When the Constitution was ratified and most of the states had asked for the adoption of a bill of rights as an amendment thereto, it is worthy of note that the first item in the proposed bill of rights coming up from each state dealt with the rights of the state of local control in language like this:

"The powers not delegated to the United States by the Constitution, nor prohibited by it to the States, are reserved to the States respectively, or to the people."

Nowhere in the Constitution is the matter of education delegated to the Federal government. Our late President Franklin D. Roosevelt, though liberal as he was in thought, declared: "All powers not expressly delegated to the national government still belong to the states."

The Constitution is the compass, the rudder and the anchor of the ship of state. Without it comes tyranny or chaos. It is the citadel of the rights of free men. It must be preserved, it must be preserved as written.

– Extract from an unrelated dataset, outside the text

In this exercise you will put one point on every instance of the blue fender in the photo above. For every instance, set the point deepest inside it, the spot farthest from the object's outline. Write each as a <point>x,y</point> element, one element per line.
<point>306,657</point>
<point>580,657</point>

The oath to uphold and defend the Constitution is made a duty of every judge of every court. The decree here entered is one of that line of decisions leveling and annulling constitutional limitation on arbitrary powers of government. It bypasses Article X of the Bill of Rights as though it had never been written. History will mark this as an epoch in the lives of the American people and particularly so as a rift in the judicial powers of our nation. Though we sign the decree as required by the mandate of our higher court, so deeply do we feel the effects upon the future we must let the record show that at least one judge would dissent.

One final word to the people of Dallas: Stand calmly by constituted authority.

To the colored man, you are fully aware of having won in the courts of the land a history-making legal battle. If it calls for a triumph, remember the precept of General Grant at Appomattox: "Never crow over the reverses of an honorable adversary." In our courts your lawyers will tell you never to provoke a difficulty. Sound ethics and good manners tell us not to unnecessarily provoke the ill will of those with whom we live. In this long continued trial your lawyers and your people have conducted themselves with that courteous decorum which commands the respect of the United States Court and the public. It well behooves you to help avoid such untoward scenes *735 and conditions as have prevailed in other cities.

To the white man we would say that while every decision rendered by a Court does not become the law of the land yet if the judgment so rendered puts in motion edicts of the law and agencies of government, do not, though you disapprove, resort to violence in any form. It injures your cause. It does harm and subjects you to ultimate defeat and humiliation. Let the admonition of George Washington in his farewell address be your guide:

"Towards the preservation of government and the permanency of state it is requested that you discountenance irregular opposition to acknowledged authority."